September 25, 2007 (NAIROBI) — With the security situation growing more precarious in Darfur, Sudan’s government is warning U.N. agencies and other aid groups that they should accept offers of military escorts, when they travel through the region.

Ali al-Sadiq
Ali al-Sadiq
The government offer came a day after the aid group Oxfam warned it may be forced to withdraw from Darfur, if security gets any worse. Oxfam says it normally would not operate under the security conditions it now faces in Darfur.

Sudan Foreign ministry spokesperson, Ali Sadiq Ali, said that aid agencies should accept the government’s offer to escort them around Darfur’s dangerous roads; the Voice of America reported.

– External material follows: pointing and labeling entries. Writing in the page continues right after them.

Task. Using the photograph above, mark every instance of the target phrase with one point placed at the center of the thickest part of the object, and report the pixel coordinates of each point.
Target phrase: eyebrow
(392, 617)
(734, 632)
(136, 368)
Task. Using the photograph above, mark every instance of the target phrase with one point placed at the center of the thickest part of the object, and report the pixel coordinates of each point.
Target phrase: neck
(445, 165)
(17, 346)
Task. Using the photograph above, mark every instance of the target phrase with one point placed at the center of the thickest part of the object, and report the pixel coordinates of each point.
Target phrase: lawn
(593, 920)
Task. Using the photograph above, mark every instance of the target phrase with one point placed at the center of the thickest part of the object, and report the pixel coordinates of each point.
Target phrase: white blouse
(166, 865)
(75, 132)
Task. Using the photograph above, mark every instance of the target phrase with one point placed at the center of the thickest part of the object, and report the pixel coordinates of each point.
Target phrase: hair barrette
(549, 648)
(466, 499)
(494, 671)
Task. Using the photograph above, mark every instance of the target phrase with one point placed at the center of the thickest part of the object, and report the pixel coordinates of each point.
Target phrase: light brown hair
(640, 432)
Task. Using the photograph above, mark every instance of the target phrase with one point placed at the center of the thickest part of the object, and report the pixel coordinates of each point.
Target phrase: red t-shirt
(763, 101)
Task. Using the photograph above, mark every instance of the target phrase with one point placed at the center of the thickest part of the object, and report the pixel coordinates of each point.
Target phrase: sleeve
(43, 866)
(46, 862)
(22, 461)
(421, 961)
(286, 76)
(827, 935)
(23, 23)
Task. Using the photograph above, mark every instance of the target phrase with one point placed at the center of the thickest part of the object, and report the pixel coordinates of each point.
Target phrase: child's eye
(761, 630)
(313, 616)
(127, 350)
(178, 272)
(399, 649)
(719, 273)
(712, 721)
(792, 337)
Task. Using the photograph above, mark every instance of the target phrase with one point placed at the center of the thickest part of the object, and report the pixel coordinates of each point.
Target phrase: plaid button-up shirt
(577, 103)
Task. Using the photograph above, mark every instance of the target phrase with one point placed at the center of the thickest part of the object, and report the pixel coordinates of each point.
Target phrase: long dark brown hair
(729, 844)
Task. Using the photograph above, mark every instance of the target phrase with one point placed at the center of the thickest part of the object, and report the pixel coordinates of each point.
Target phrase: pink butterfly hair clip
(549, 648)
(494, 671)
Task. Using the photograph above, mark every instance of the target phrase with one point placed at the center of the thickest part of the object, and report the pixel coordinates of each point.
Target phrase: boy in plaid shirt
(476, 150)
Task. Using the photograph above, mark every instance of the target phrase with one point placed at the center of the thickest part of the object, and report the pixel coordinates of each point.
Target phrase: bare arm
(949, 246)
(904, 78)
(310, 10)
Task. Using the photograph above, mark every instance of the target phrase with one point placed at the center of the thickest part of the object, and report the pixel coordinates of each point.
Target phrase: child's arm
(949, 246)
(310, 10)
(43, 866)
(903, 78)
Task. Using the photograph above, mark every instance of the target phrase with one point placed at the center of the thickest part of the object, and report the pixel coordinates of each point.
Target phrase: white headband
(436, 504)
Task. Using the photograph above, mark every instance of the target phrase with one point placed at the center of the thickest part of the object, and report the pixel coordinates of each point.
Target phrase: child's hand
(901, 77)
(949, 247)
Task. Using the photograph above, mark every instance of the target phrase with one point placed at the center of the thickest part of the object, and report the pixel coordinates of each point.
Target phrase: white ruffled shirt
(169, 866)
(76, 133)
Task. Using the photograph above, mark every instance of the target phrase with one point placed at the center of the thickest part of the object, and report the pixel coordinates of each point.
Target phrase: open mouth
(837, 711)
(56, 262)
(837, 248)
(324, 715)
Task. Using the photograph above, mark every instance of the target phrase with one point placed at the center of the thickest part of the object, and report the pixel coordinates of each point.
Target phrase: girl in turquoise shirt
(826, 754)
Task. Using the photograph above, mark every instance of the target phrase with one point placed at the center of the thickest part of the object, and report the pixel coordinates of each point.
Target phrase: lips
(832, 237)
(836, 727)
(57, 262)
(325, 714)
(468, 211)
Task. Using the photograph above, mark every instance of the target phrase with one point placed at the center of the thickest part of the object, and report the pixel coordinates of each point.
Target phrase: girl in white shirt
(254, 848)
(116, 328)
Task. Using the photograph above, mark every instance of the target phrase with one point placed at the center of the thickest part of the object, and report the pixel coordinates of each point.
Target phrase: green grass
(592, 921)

“In so many cases, we offered to protect the convoys of the U.N. agencies and international agencies operating in Darfur and this offer has been turned down so many times, because they see that if they accept it this will affect their neutrality,” Ali said. “So it was the NGOs and the U.N. agencies who refused the offer. But, whenever we are asked to render this service we are ready.”

In principle, aid workers decline protection offered by governments or rebel groups in conflict zones to mark their independence and neutrality. They also do so to avoid manipulation by the belligerents.

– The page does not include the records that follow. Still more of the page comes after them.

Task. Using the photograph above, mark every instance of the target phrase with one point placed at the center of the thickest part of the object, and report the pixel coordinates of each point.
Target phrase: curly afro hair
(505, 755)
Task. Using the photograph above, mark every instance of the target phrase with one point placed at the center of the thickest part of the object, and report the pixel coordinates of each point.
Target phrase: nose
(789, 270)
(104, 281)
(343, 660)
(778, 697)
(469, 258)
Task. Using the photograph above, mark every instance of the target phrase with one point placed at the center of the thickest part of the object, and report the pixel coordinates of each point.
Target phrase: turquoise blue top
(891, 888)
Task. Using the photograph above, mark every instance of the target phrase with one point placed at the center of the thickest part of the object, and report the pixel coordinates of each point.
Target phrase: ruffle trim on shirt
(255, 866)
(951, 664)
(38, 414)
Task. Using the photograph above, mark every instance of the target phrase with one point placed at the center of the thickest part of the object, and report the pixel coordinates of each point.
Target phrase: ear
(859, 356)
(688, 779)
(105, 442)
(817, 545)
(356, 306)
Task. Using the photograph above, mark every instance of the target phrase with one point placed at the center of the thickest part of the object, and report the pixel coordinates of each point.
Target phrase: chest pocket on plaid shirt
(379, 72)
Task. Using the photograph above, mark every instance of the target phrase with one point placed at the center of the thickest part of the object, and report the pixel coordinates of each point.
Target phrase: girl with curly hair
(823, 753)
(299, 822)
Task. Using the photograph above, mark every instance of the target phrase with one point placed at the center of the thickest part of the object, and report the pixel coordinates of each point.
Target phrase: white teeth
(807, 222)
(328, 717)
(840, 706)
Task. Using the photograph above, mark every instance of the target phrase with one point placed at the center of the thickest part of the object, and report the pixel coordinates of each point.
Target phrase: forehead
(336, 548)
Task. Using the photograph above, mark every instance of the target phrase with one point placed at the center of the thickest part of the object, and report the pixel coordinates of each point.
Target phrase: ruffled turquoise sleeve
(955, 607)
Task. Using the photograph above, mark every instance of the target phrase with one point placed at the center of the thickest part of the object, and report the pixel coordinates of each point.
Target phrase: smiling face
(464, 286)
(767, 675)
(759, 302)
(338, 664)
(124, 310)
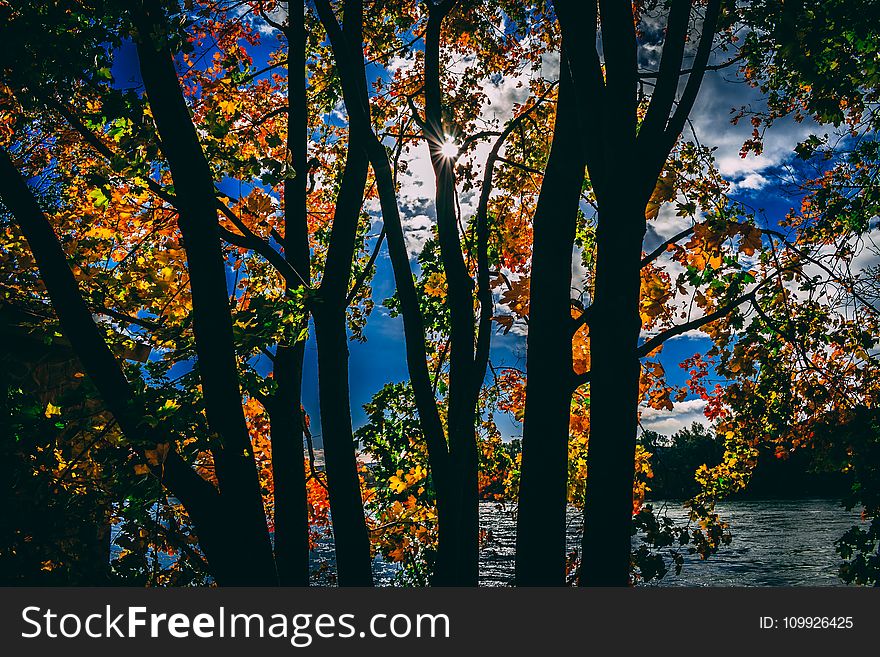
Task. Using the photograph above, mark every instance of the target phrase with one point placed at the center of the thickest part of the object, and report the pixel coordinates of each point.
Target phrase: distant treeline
(676, 458)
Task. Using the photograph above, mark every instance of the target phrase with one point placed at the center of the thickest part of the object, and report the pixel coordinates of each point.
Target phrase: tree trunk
(541, 519)
(217, 532)
(350, 535)
(458, 549)
(614, 387)
(212, 322)
(286, 414)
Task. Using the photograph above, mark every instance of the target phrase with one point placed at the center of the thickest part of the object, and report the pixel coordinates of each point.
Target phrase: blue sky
(756, 181)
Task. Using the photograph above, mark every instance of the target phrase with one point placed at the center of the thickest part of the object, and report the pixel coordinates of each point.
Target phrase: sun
(449, 149)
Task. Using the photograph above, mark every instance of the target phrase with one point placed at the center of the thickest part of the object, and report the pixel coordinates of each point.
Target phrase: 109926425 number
(817, 622)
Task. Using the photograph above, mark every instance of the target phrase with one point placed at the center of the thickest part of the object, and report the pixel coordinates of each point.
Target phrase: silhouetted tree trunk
(458, 551)
(347, 51)
(623, 165)
(212, 323)
(285, 407)
(543, 489)
(201, 499)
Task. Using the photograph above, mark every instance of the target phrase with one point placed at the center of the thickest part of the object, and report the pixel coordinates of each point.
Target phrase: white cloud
(668, 422)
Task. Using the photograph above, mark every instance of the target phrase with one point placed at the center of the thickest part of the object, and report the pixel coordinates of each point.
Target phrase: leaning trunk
(286, 414)
(343, 482)
(541, 522)
(614, 387)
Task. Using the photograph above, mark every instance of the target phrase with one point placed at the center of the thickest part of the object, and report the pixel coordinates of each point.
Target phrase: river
(775, 543)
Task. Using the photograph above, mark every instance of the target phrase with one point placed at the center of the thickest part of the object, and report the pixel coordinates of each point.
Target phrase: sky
(757, 181)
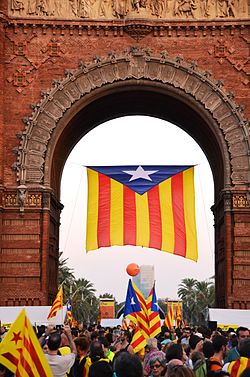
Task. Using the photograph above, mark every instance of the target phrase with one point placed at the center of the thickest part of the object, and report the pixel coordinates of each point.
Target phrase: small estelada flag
(57, 304)
(153, 314)
(150, 206)
(21, 352)
(69, 312)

Oxfam is providing water, public health programs and other services to hundreds of thousands of refugees in Sudan and neighboring Chad. Country Director Caroline Nursey told the Reuters news agency that Oxfam has not withdrawn because so many people depend on it.

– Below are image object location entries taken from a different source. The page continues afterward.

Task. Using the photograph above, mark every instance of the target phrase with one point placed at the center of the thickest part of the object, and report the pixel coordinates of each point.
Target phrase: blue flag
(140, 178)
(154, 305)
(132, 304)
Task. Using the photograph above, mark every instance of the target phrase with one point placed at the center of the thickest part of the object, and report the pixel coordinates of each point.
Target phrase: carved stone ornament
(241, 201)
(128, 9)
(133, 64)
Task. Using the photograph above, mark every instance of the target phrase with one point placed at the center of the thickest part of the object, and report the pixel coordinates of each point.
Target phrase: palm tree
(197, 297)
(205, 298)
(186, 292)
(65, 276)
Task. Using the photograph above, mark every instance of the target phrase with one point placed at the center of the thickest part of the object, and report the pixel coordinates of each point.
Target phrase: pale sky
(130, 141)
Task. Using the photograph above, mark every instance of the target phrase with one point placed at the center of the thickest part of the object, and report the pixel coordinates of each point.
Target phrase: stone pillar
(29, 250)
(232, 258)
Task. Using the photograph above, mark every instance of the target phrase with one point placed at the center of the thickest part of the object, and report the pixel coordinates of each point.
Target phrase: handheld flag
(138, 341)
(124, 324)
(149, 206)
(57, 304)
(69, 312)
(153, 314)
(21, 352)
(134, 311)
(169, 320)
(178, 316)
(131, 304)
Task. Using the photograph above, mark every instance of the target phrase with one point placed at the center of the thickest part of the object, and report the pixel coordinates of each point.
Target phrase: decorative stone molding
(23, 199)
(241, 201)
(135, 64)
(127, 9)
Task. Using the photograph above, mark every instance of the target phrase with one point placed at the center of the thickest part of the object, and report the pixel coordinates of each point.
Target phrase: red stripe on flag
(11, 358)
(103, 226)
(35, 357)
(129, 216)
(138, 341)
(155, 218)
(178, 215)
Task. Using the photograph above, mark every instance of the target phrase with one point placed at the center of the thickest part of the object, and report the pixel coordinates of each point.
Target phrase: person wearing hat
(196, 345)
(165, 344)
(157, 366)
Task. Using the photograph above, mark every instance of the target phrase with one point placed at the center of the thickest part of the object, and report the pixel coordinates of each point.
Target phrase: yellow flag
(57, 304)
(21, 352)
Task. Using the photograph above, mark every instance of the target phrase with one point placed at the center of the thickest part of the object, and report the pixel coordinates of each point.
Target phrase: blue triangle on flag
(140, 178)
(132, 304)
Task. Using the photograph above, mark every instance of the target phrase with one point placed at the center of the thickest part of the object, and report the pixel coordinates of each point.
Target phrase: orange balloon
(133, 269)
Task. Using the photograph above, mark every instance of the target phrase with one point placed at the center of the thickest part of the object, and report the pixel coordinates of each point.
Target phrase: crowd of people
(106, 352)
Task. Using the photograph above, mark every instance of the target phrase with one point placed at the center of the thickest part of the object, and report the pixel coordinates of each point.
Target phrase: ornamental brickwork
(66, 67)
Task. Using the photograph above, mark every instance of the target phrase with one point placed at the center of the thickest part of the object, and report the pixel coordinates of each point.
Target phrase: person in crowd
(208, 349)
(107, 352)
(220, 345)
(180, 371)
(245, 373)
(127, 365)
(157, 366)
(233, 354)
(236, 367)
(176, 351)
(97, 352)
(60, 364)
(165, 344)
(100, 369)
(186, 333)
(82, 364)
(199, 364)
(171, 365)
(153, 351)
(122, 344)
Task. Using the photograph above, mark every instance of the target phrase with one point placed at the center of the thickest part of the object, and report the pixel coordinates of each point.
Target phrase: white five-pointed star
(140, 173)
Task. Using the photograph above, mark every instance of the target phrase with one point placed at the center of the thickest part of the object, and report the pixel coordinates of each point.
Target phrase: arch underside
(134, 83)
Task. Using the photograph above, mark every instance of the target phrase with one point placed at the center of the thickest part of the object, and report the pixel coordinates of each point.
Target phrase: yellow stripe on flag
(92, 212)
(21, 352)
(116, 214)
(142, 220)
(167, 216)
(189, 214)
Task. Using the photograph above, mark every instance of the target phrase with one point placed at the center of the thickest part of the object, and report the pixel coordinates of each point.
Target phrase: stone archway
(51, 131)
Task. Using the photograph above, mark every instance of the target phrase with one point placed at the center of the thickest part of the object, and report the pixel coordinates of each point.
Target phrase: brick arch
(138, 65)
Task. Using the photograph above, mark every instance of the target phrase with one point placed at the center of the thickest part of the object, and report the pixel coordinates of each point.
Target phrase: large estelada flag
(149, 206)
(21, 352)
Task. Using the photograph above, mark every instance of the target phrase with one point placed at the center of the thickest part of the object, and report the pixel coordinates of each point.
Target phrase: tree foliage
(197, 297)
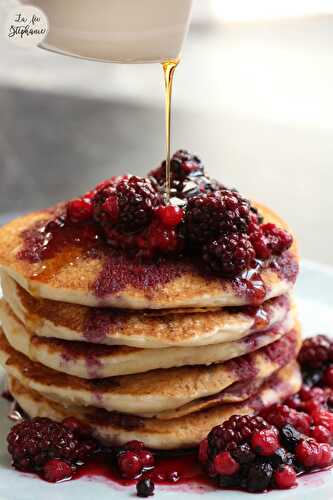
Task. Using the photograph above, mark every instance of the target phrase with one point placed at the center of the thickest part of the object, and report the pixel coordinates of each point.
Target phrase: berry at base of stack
(149, 320)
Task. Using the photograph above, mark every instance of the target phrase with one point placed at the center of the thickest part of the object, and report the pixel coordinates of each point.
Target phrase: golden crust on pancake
(92, 361)
(145, 329)
(151, 392)
(184, 432)
(71, 276)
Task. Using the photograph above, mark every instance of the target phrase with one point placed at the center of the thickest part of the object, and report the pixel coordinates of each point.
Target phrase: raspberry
(225, 465)
(324, 418)
(308, 453)
(56, 470)
(328, 376)
(280, 415)
(314, 352)
(203, 451)
(233, 432)
(129, 464)
(265, 442)
(32, 443)
(321, 434)
(285, 477)
(212, 215)
(126, 205)
(230, 255)
(145, 488)
(170, 215)
(80, 210)
(269, 239)
(259, 477)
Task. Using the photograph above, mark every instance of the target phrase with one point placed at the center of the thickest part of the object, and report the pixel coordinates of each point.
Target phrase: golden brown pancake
(144, 329)
(183, 432)
(101, 277)
(90, 361)
(152, 392)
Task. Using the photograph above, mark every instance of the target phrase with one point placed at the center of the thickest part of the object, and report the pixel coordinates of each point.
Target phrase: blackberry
(145, 488)
(259, 477)
(188, 177)
(290, 437)
(278, 458)
(127, 206)
(32, 443)
(243, 454)
(233, 432)
(229, 255)
(183, 165)
(212, 215)
(315, 352)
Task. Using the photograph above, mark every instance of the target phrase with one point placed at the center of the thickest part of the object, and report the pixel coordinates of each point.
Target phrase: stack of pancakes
(155, 352)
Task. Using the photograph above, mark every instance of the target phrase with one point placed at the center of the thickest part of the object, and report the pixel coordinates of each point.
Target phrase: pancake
(92, 361)
(88, 272)
(144, 329)
(152, 392)
(184, 432)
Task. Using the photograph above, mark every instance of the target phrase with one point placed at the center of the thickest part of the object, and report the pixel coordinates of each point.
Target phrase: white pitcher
(124, 31)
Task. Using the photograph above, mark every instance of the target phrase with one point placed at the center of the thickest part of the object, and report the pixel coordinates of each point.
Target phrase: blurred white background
(253, 97)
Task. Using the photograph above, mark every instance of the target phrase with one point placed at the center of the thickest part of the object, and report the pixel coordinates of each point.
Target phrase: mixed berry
(253, 453)
(202, 219)
(269, 451)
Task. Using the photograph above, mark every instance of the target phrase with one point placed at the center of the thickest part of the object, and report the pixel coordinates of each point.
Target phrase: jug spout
(123, 31)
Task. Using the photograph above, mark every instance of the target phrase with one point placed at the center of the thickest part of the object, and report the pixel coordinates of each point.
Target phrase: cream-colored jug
(125, 31)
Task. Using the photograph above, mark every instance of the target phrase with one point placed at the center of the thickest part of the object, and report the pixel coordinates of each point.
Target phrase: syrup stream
(169, 70)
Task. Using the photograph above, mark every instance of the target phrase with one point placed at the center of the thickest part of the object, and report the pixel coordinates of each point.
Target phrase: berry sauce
(171, 468)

Ali said the Khartoum government will do whatever it can to make sure Oxfam does not leave the region.

“We will do our best, our utmost, to prevent Oxfam withdraw from Darfur,” Ali said. “And, we always prefer that any organizations who are attacked to indicate who attacked them, because people might think that, if an NGO did not mention where and when and who attacked it, it might be understood that the government is involved in one way or another, which is not true.”

Since the start of the Darfur conflict in 2003, aid groups have steadfastly refused such offers, because they fear it would tarnish their ability to operate independently and make them a target for attacks.

According to the United Nations, gunmen have hijacked some 100 cars, since January, and dozens of staffers have been taken hostage for a short period.

The conflict has killed some 200,000 people and displaced more than two million others. Aid groups and outsiders had hoped the situation would improve, now the U.N. Security Council has approved a new joint U.N.-African Union peacekeeping force for Darfur. But that action has done little to ease tensions.